Trevor Punnett, the managing director of eJobs Recruitment, said he has received complaints from job seekers who have applied for financial planning roles advertised by recruitment agencies and been told that there aren’t actually any jobs available.
“I think [the job agencies are] fishing for candidates,” Punnett said. “They’re looking for people to send them resumes and then [they] go reverse-market.”
There are many financial planning organisations that would love to have financial planning resumes presented to them, and one way to tempt out financial planners is to advertise jobs online, but that doesn’t mean they have jobs available, Punnett said.
“I have interviewed candidates who are looking at jobs all the time, they have said to me they’ve had interviews and asked about the jobs ... and some of them haven’t existed,” he said.
There were many jobs being advertised without salaries attached, suggesting employers were trying to catch more applications, and ads that appeared to suggest they had jobs available in many locations for many roles, but they weren’t ‘real’ jobs, Punnett said.
Recruitment agencies typically have to meet a quota of resumes each month to send to their clients and a job allocation quota for job search websites, but whether they have actual jobs for financial planners is another matter, he said.
Some advertisements for financial planning roles have been reposted up to five times by a single recruitment agency, including one advertisement for a senior financial planner in inner Sydney.
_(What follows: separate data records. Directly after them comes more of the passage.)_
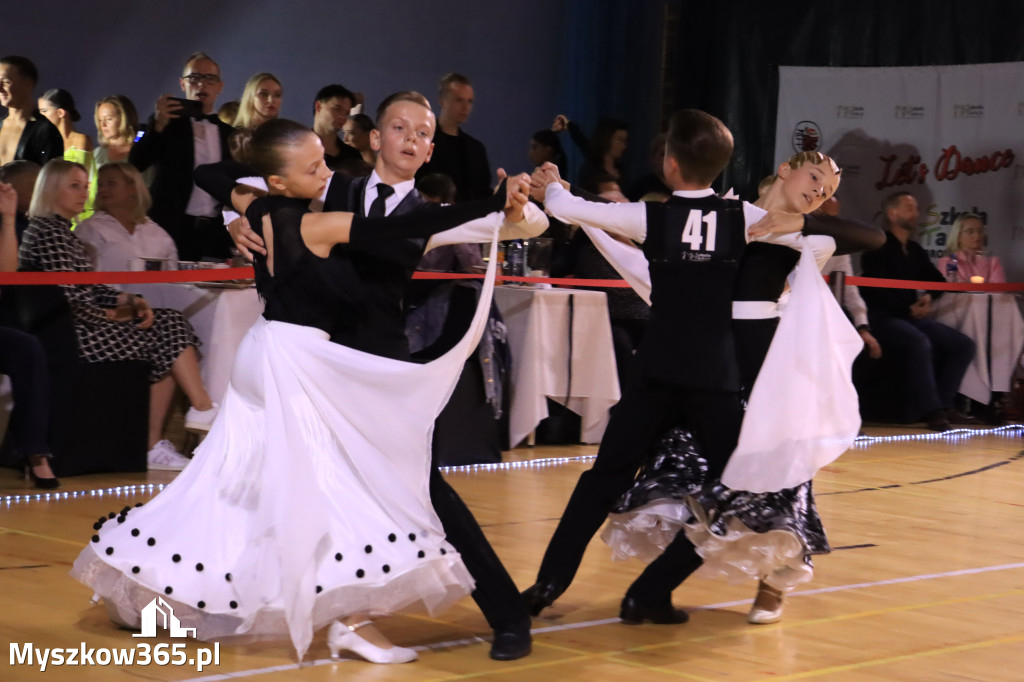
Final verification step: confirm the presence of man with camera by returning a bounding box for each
[130,52,234,261]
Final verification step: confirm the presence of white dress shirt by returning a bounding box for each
[74,211,179,271]
[185,118,222,218]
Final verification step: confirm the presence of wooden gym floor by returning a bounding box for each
[2,424,1023,681]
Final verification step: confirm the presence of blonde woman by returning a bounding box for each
[938,213,1006,283]
[93,95,140,166]
[232,73,283,130]
[19,160,217,470]
[75,162,177,271]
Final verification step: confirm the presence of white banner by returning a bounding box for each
[775,63,1024,281]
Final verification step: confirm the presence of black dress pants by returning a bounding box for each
[535,375,743,596]
[428,455,528,632]
[0,326,51,456]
One job advertised for a senior financial planner with experience with high-net-worth clients, located in the Melbourne CBD, has been reposted three times, while an identical advertisement for a financial planning industry fund role appears with both Melbourne and Sydney locations.
Another job posted by job agency QPL Recruitment for a financial planning role in western Sydney offers “fresh vacancies in multiple locations”.
Scott Sherwood, a consultant at QPL, said while there are a lot of jobs that seem identical, they are all real roles.
“They are [real] jobs, sometimes they are looking for very similar skill sets in the exact same area,” Sherwood said.
“If they have two or three roles in one given suburb, I’m going to advertise those roles,” he said.